Note: There is no space between the ‘=’ character and your parameters

Note: Do not set the thread count or paired/single-ended flags, as they are taken care of by the workflow itself

CHRNAMES

List of chromosome/contig names separated by a :. For example: chr1:chr2:chr3 or 1:2:3

Note: chromosome names must match those found in the files located in
the directory that INDELDIR points to, as well as those in the reference fasta files
NOVOSORT_MEMLIMIT
Novosort is a tool that used a lot of RAM. If doubling up novosort runs
on the same node, this may need to be reduced to avoid an OutOfMemory Error. Otherwise, just set it to most of the RAM on a node. You need to set this value regardless of you analysis scenario
This is set in bytes, so if you want to limit novosort to using 30 GB,
one would set it to NOVOSORT_MEMLIMIT=30000000000
MAP_CUTOFF The minimum percentage of reads that were successfully mapped in a successful alignment
DUP_CUTOFF The maximum percentage of reads that are marked as duplicates in a successful sample
REFGENOME

Full path to the reference genome /path/to/example.fa.

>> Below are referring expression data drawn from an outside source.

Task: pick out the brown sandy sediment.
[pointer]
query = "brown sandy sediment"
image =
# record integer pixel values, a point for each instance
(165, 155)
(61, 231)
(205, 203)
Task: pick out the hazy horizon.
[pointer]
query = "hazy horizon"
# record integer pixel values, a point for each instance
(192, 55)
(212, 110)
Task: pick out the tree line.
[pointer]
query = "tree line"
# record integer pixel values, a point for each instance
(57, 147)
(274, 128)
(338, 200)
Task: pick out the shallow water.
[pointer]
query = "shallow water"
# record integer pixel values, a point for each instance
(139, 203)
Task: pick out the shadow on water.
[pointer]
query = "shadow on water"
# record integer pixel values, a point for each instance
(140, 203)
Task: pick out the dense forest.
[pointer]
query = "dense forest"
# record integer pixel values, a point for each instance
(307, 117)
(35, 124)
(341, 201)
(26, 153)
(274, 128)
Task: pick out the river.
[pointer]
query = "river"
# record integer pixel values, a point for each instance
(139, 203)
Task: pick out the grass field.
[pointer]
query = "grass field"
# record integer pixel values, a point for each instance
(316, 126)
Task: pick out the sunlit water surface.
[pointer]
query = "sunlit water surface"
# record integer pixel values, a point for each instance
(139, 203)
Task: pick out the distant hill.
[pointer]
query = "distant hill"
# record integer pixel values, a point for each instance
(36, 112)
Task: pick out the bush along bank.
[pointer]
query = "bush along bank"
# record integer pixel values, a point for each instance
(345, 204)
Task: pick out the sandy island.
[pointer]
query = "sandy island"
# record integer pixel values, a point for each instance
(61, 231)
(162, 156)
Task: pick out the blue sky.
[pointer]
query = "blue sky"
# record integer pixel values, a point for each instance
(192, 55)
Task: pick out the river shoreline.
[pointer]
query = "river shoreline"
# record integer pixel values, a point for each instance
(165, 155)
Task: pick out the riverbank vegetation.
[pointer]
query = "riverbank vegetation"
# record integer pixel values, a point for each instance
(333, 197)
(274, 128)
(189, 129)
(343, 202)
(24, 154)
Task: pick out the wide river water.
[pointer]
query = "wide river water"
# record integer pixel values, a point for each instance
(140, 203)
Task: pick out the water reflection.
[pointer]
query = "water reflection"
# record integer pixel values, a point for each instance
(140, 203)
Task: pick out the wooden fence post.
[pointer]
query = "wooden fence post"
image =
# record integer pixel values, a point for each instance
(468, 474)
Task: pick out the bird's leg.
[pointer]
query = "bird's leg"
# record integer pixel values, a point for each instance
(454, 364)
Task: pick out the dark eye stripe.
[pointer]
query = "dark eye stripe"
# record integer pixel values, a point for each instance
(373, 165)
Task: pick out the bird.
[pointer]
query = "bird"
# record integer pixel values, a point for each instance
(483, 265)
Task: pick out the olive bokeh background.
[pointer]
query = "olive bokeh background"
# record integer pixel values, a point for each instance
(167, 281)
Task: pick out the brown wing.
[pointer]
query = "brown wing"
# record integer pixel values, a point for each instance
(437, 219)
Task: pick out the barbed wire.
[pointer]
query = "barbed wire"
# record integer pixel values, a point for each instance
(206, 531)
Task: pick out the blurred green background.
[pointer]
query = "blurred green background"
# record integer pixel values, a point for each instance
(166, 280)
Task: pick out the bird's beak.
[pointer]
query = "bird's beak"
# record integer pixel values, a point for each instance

It is assumeed reference has .dict and .fai (index) files in the same
directory
DBSNP Full path to the dbsnp vcf file (GATK assumes that this file is indexed)
INDELDIR
Full path to the directory that contains the standard indel variant files
used in the realignment/recalibration step
Within the directory, the vcf files should be named with only the
chromosome name in front and nothing else.
For example, if the chromosome is chr12 or 12, name the vcf
files chr12.vcf or 12.vcf, respectively.
If not splitting by chromosome, the workflow will look for all of the
vcf files in the directory.
JAVAEXE Full path of the appropriate executable file
BWAEXE
SAMBLASTEREXE
SAMTOOLSEXE
NOVOALIGNEXE
NOVOSORTEXE
PICARDJAR Full path of the appropriate jar file
GATKJAR
JAVA_MAX_HEAP_SIZE
Memory area to store all java objects. This should be tuned in relevance to
the speed and frequency at which garbage collection should occur. With larger input size, larger heap is needed.

Running the Pipeline

Requesting Resources from the Job Scheduler

Swift-T works by opening up multiple “slots”, called processes, where applications can run. There are two types of processes this workflow allocates:

  1. SERVERS - Control the execution of Swift-T itself; all Swift-T applications must have at least one of these.
  2. WORKERS - Run the actual work of each application in the workflow; these will make up the vast majority of processes

Controlling various aspects of the job submission is achieved by setting environment variables to the desired values. For example, the user can fine control the total number of processes needed by setting PROCS=<Number of MPI processes>, and/or the number of workers via TURBINE_WORKERS and the number of servers via ADLB_SERVERS. Similarly, one can specify QUEUE, WALLTIME and PROJECT specifications. More coverage of these is provided in the Swift/T sites guide.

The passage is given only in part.